23b: The team at the Sokol Institute of Pharmaceutical Life Sciences were interested in targeting phosphodiesterase 11A4 (PDE114A) as a potential treatment modality for age related cognitive decline. Indeed, there is a wealth of literature supporting PDE114A role in memory consolidation and cognitive function. To identify a starting point, the team leveraged previously reported high throughput screening data (done in yeast) and characterized a set of HTS hit compounds in a battery of in vitro ADME assays (PBS solubility, microsomal stability, cyp inhibition, and MDCK permeability/efflux).

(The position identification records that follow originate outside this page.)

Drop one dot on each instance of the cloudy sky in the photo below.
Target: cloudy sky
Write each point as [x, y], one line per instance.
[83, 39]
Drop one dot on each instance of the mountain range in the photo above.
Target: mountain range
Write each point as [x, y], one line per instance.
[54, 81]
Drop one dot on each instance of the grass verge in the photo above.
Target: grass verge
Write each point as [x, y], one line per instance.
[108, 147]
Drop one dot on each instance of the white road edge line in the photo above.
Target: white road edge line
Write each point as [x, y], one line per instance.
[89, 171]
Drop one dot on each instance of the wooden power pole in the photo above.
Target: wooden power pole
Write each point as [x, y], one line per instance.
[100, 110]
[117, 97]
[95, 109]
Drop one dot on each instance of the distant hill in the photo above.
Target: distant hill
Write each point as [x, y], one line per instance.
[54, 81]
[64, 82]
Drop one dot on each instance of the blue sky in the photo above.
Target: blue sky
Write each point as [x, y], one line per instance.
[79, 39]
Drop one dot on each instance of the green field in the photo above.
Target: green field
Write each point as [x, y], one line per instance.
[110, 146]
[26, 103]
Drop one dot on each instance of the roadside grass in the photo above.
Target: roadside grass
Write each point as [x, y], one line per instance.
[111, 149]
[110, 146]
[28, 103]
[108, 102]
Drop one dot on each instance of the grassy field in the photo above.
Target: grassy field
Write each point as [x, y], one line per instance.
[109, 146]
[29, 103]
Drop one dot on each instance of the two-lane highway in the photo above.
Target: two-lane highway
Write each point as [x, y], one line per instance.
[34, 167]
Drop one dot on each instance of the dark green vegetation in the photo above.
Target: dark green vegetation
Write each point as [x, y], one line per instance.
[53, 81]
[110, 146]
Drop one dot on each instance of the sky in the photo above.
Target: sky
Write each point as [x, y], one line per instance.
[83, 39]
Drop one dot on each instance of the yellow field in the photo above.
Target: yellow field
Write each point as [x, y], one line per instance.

Optimization of each of the 4 substituents attached to the pyrazolopyridine core of 23b was undertaken with the overarching goal of increasing efficacy and selectivity. In biochemical assays looking at PDE mediated hydrolysis of cAMP and cGMP, Compound 23b was found to be a potent inhibitor of PDE11A4 (IC50 = 12 nM). Furthermore, exquisite selectivity was observed for PDE11 versus PDEs 1 through 10. In a relevant hippocampal cell model (HT-22), 23b inhibited PDE114A activity at low micromolar concentrations (EC50s of 2.5 μM and 2.1 μM for cAMP and cGMP, respectively). The disparity between cellular and biochemical efficacy might indicate issues with compound solubility and/or permeability. In vitro ADME characterization of 23b revealed less than desirable aqueous solubility (42 μM in pH 7.4 PBS) and high clearance in human and mouse liver microsomes (T1/2 = 4.3 min and 3.6 min, respectively). Previous metabolism studies on the progenitor scaffold identified the diethyl amide substituent as a site of oxidative transformation. As such, the medicinal chemistry team prepared a deuteroethyl analog of 23b to circumvent this issue. Unfortunately, only a slight improvement in stability was observed for deutero-23b (compound 25 in the publication). The authors indicated their intention to further develop 23b and its congeners, with the aim of identifying an orally bioavailable candidate.